# Wtb Pig blanket??



## Tony the tank (Aug 31, 2011)

Well called three feed stores, and tractor supply and nobody knows or ever heard of a pig blanket... So is it called a pig blanket?? Anyone know where I can order one??

Thank you..


----------



## CtTortoiseMom (Aug 31, 2011)

Mine just came in the mail. I have not even opened it yet. It is called a Kane heat mat. It is made by Kane manufacturing Co. Also you should buy a thermostat with it. You are not alone my friend we are figuring this big sully stuff out together!! Although, Tom has been a tremendous help as well!!


----------



## FranklinTturtle (Aug 31, 2011)

I am glad you brought up this subject. I was fixing to order the Stanfield Heat Pad the 36 X 24". I am going to go back and check out the Kane heat pad.


----------



## Tony the tank (Aug 31, 2011)

CtTortoiseMom said:


> Mine just came in the mail. I have not even opened it yet. It is called a Kane heat mat. It is made by Kane manufacturing Co. Also you should buy a thermostat with it. You are not alone my friend we are figuring this big sully stuff out together!! Although, Tom has been a tremendous help as well!!
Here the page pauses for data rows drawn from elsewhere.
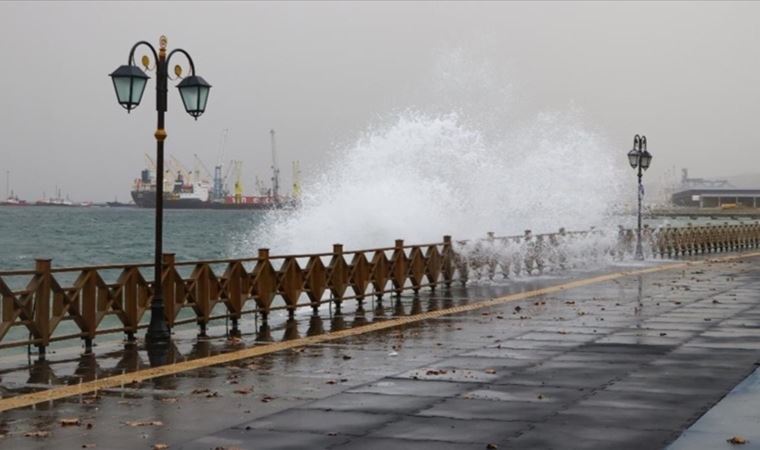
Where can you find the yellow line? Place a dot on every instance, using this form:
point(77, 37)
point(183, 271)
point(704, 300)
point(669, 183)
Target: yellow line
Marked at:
point(25, 400)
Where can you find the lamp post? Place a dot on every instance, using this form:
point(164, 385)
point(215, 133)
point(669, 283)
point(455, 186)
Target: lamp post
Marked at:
point(129, 83)
point(639, 158)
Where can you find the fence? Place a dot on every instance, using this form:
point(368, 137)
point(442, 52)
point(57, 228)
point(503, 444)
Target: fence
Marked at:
point(114, 298)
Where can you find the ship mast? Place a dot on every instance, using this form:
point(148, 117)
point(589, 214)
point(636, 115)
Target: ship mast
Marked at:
point(275, 171)
point(218, 192)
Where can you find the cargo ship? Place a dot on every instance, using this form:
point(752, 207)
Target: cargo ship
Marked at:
point(198, 195)
point(184, 189)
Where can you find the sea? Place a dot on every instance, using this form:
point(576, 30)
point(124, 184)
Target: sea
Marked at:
point(78, 236)
point(83, 236)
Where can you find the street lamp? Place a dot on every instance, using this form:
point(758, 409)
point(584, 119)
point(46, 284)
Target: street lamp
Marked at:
point(639, 158)
point(129, 83)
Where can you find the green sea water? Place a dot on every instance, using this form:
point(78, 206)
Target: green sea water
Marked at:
point(96, 235)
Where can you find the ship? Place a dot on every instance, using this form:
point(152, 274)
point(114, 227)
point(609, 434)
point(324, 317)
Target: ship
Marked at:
point(60, 201)
point(13, 200)
point(185, 189)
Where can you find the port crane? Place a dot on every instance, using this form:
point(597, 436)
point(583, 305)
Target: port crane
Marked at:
point(296, 179)
point(198, 162)
point(218, 189)
point(275, 170)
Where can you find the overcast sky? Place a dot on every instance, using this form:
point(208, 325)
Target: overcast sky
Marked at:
point(685, 74)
Can you tell me were you ordered it from?? I'm having bad Internet day;(..


----------



## CtTortoiseMom (Aug 31, 2011)

I will ask Rob. Sorry, Rob does all of the ordering. As soon as I know I will post it.


----------



## Yvonne G (Aug 31, 2011)

I have bought all of mine over the years from Osborne Industries. They are great people to deal with. They mfg and sell the Stanfield heat pad.

Their web site is:

osborne-ind.com

and their phone number is:

800 255-0316

Be sure to also buy the F911 controller to go with the pig blanket. DON'T buy the F300 controller. Its a lot cheaper and its a piece of junk.

I am still using the first pig blanket I ever bought from them almost 20 years ago.


----------



## FranklinTturtle (Aug 31, 2011)

Ok got mine on order.


----------